Metropolde adrenalin kalmadı
Gazeteci Lucía Taboada, eldiario.es’de Madrid’deki yüksek kiraların doğurduğu sonuçları şöyle özetliyor:
“Çevremde kendi küçük memleketlerine dönmek ya da daha ucuza yaşamak için kırsala gitmek üzere Madrid’i terk eden üç kişi var. Bunlardan biri, madden ayakta kalamadığından bu durumu ‘başarısızlık’ olarak tanımlıyor. … 35 yaşını geçmiş olmasına rağmen, başkasıyla eve çıkmadan Madrid’de kira ödemeyi karşılayamadığı için şehirden ayrılıyor. Bu trajedi Madrid’i mahvediyor. … Başarısız olan arkadaşım değil, şehir. … Vaziyet böyleyken, özgürlük vaatlerinin ya da sabaha kadar açık barların hiçbir kıymeti kalmıyor. … Kaybedilen yalnızca büyük şehirdeki adrenalin çılgınlığı ya da kariyer imkânları değil, daha fazlası: ait olma hakkı.”
Gelirler geride kalıyor
Expresso, kira fiyatlarının teoride daha yüksek maaşlarla dengelenebileceğini yazıyor:
“Çok uzun zamandır hızla artan kiralar ve emlak fiyatları elbette Portekizlilerin büyük bir kesimi için karşılanamaz hale geldi. Ancak sorunun boyutunu tanımlayan hakikat, kiralar ya da metrekare fiyatlarındaki artış değil, kira (ya da kredi taksidi) ile maaşlar (ya da emekli maaşları) arasındaki fark. Asıl endişe verici olan parasal değerler değil, gelirlerin fiyatlarla aynı oranda artmaması. Maaşlar da zamanla yükselir. Önemli olan, bu maaşlarla neleri karşılayabildiğimizdir.”
Bahçe evleri sayesinde daha büyük yaşam alanları
The Irish Independent, İrlanda hükümetinin kulübe ya da bahçe evleri için izin verilen azami büyüklüğü 45 metrekareye çıkarmasını doğru yönde atılmış bir adım olarak görüyor:
“Yeni düzenleme, kronik hale gelmiş konut krizini çözecek sihirli bir formül değil.
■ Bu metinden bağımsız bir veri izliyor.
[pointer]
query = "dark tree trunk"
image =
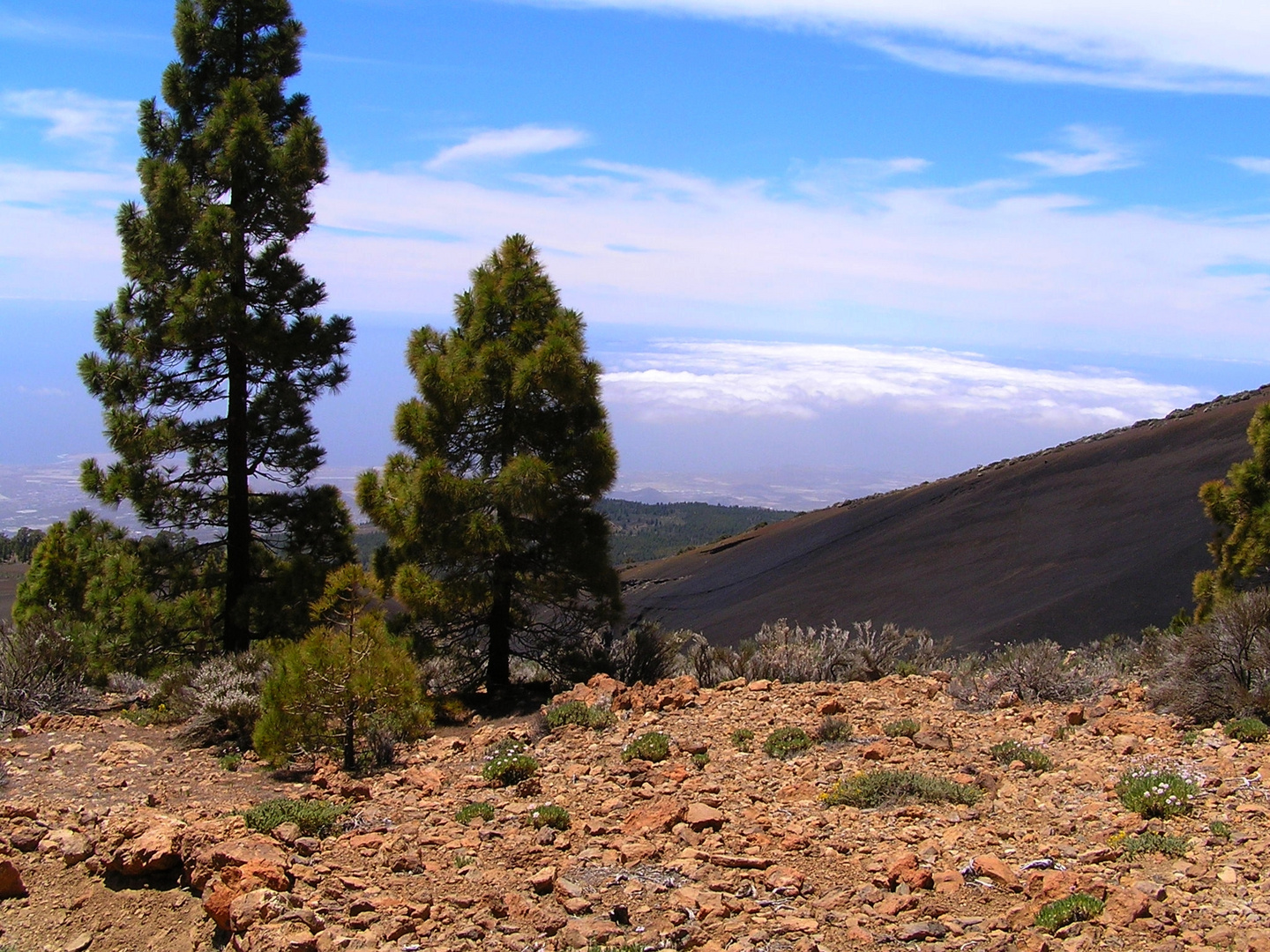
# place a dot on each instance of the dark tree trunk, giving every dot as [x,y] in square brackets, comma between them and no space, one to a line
[498,674]
[238,534]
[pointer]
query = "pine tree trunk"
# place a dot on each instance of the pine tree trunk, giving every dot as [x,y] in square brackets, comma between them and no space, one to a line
[498,674]
[238,536]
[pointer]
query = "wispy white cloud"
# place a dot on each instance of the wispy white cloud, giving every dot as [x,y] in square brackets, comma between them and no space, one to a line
[1251,163]
[1217,46]
[808,380]
[508,144]
[71,115]
[1091,150]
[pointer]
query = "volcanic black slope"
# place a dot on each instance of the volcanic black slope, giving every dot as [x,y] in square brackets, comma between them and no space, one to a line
[1076,542]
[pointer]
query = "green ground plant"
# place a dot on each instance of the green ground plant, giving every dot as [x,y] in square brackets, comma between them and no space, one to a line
[1010,750]
[653,747]
[315,818]
[1080,906]
[1249,730]
[787,741]
[834,730]
[549,815]
[469,813]
[905,727]
[508,763]
[580,714]
[1154,791]
[1161,843]
[873,788]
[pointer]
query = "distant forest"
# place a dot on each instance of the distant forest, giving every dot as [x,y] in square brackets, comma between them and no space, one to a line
[643,532]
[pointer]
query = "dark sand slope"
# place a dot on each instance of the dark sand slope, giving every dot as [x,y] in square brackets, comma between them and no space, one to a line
[1076,542]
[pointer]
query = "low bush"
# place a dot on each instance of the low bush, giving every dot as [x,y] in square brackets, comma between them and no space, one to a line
[1010,750]
[580,714]
[1217,669]
[315,818]
[1080,906]
[548,815]
[1162,843]
[905,727]
[40,671]
[1154,791]
[653,747]
[834,730]
[508,763]
[471,811]
[1250,730]
[787,741]
[873,788]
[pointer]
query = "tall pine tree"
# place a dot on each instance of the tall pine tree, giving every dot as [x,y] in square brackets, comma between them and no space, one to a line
[213,351]
[493,536]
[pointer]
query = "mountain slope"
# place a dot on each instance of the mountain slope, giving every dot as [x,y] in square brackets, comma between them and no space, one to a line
[1097,536]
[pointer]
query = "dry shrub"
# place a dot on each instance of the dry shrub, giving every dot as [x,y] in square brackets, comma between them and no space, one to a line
[40,671]
[1220,668]
[791,652]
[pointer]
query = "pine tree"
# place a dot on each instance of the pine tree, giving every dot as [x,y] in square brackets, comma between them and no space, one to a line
[493,534]
[213,351]
[1240,505]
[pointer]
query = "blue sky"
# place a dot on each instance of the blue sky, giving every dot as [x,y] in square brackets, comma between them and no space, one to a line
[843,242]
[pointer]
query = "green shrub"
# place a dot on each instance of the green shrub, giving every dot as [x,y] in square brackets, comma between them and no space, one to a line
[508,763]
[346,684]
[1080,906]
[548,815]
[834,730]
[315,818]
[230,762]
[471,811]
[889,787]
[903,727]
[653,747]
[1151,792]
[787,741]
[1010,750]
[1247,729]
[1162,843]
[580,714]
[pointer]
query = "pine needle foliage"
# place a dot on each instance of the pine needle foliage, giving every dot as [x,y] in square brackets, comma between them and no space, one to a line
[213,351]
[344,682]
[493,537]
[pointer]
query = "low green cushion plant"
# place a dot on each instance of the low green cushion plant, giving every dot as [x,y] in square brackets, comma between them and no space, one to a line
[873,788]
[549,815]
[903,727]
[1080,906]
[1010,750]
[315,818]
[580,714]
[787,741]
[508,763]
[1247,729]
[653,747]
[1154,791]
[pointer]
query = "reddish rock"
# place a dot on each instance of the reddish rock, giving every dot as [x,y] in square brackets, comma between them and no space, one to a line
[655,816]
[995,870]
[11,881]
[1124,905]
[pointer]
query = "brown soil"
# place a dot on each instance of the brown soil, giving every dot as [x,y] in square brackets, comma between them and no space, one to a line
[1073,544]
[738,854]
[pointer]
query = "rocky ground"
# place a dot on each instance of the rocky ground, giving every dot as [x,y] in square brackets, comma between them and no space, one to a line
[116,837]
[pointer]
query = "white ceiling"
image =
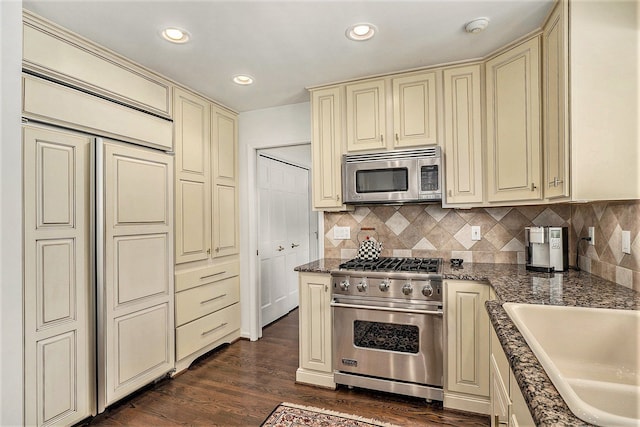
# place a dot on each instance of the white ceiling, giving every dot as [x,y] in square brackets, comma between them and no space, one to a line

Bunu her ne ise öyle görmek gerek: Bizi mevcut sıkıntıdan kurtarabilecek tedbirler paketinin bir parçası olabilecek, küçük ama dikkat çekici bir fikir. … Bu tedbir aynı zamanda, çözüm üretmekten ziyade heyecan yaratacak başka bir meseleyi de gündeme getirebilir: Yaşlıların büyük evlerini sonraki nesillere bırakmak üzere daha küçük konutlara taşınması.”
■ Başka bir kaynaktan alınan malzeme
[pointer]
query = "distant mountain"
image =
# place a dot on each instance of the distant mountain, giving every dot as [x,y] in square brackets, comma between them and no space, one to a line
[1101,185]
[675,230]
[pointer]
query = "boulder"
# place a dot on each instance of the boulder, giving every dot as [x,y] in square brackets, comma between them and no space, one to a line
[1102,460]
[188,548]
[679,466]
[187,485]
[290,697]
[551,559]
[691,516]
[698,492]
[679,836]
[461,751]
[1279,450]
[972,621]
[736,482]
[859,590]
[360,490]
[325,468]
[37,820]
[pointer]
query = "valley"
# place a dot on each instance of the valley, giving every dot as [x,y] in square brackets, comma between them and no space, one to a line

Şehir hayatının olmadığı bir eğlence parkı
Son on yılda Kopenhag’da metrekare fiyatındaki yüzde 70’e varan artış Jyllands-Posten’e göre şehri giderek daha cansız kılacak:
“Sıradan Kopenhaglılar -hemşireler, öğretmenler, otobüs şoförleri, güvencesiz sektörlerde çalışan akademisyenler- şehirden gitgide dışlanıyor. Büyük şehirlerde emlak fiyatlarının fırlamasına göz yummak, hem toplumsal hem de kültürel bir başarısızlık demek. … Sadece en zenginlerin ve turistlerin yaşayabildiği bir şehir, ölü bir dekora dönüşür. … Kopenhag’ın yalnızca varlıklılara açık, bir tür mimari Disneyland olmasını mı istiyoruz? Yoksa hâlâ çocukların doğduğu, türlü kesimlerden insanın yaşadığı, çalıştığı ve yaşlandığı bir şehir olarak kalmasını mı?”
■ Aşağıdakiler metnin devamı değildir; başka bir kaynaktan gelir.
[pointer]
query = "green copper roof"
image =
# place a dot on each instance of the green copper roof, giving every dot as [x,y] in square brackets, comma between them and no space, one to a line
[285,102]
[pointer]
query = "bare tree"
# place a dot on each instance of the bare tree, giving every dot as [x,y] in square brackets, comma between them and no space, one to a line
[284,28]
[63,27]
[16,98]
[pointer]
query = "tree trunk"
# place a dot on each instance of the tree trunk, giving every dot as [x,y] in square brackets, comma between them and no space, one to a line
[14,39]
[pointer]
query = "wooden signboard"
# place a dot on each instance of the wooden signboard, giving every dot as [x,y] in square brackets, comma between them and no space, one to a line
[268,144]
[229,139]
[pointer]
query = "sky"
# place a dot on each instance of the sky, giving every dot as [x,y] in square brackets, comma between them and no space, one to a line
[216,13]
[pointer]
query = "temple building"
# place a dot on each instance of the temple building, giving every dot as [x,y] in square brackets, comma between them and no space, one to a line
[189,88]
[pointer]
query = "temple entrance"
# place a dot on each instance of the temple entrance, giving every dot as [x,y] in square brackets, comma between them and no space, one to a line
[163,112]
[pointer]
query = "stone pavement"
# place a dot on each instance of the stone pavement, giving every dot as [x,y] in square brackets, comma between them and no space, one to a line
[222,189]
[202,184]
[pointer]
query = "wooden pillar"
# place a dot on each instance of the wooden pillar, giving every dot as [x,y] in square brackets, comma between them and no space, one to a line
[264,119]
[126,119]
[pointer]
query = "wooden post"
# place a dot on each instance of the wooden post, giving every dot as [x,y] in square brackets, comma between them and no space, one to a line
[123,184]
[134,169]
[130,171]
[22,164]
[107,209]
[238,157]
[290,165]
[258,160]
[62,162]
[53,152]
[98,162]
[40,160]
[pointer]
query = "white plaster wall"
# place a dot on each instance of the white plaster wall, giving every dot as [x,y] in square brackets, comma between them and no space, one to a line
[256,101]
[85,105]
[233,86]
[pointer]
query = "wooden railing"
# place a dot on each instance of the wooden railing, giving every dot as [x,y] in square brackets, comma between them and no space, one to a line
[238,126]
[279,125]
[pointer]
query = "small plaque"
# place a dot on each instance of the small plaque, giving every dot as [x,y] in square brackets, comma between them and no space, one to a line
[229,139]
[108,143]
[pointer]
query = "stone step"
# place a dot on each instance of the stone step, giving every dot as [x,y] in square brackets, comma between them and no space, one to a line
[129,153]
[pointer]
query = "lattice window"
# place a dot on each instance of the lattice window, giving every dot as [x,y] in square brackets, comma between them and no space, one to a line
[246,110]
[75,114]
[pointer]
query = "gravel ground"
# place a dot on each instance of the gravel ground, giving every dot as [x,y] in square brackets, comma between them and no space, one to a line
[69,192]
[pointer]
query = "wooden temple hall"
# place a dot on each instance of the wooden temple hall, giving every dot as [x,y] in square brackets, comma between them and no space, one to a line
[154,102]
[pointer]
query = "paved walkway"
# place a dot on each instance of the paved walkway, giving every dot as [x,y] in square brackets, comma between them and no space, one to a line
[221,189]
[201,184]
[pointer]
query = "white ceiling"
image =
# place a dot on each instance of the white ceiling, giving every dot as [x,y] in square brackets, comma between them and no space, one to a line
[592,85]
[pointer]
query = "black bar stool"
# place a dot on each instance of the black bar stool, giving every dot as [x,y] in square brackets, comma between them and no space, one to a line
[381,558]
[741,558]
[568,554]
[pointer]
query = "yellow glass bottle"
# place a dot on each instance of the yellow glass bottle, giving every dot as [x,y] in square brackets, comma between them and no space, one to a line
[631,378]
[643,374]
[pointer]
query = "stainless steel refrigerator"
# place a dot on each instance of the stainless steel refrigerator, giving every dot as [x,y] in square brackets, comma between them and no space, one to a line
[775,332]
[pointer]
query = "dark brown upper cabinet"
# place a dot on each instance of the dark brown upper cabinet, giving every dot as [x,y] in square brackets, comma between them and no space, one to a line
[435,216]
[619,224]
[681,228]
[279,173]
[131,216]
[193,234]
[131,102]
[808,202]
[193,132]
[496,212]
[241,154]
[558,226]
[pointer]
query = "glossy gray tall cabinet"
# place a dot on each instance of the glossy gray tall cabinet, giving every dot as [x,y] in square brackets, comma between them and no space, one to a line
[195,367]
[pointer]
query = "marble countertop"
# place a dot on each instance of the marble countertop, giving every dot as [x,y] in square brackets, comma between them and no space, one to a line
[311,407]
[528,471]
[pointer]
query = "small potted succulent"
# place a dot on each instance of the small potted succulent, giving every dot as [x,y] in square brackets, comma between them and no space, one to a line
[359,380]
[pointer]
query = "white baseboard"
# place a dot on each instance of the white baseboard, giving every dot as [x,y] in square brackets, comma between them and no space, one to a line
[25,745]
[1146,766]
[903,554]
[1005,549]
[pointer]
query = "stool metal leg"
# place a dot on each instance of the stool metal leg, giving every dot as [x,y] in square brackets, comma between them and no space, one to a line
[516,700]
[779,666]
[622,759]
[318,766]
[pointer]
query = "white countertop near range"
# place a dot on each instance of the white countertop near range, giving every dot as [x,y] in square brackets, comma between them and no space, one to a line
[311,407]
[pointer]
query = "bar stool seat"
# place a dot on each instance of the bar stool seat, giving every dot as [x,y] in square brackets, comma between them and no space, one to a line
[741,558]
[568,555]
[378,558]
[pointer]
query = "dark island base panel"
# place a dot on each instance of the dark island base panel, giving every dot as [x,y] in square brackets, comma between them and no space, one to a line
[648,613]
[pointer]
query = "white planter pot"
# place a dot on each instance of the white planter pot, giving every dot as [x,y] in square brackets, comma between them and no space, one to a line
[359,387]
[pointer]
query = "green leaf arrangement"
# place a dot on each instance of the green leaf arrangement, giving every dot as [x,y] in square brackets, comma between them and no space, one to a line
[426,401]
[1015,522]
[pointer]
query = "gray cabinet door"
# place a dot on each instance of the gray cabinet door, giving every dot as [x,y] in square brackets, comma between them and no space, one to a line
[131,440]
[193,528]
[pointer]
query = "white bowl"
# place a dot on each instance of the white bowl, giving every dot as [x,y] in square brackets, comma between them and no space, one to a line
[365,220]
Konut politikası zenginlerden yana
Stockholm’da kiralık daire bulmak için ortalama bekleme süresi on yıl olduğundan, pek çokları bunun yerine ev satın almayı düşünüyor. Dagens Nyheter, bunun da kolay bir yol olmadığı eleştirisinde bulunuyor:
“İsveç Emlak Federasyonu’nun bir raporuna göre, Stockholm’de genç bir ailenin konut sahibi olabilmek için neredeyse 30 yıl birikim yapması gerekiyor - 1970 ile 1990 yılları arasında ev sahibi olan baby boomer kuşağı için bu süre yalnızca üç yıldı. … Artık evler uyunacak, yemek yenilecek, sevilecek, bakım verilecek ve yaşanacak yerler değiller. Günümüz İsveç’inde daha ziyade birer yatırım aracı muamelesi görüyorlar. … Bir başka sorun da konut kredilerinde faiz giderlerinin vergiden düşülebilmesi. Bu sayede ev sahipleri yüksek tutarlarda krediler alabiliyor ve bu durum konut fiyatlarını daha da artırıyor.”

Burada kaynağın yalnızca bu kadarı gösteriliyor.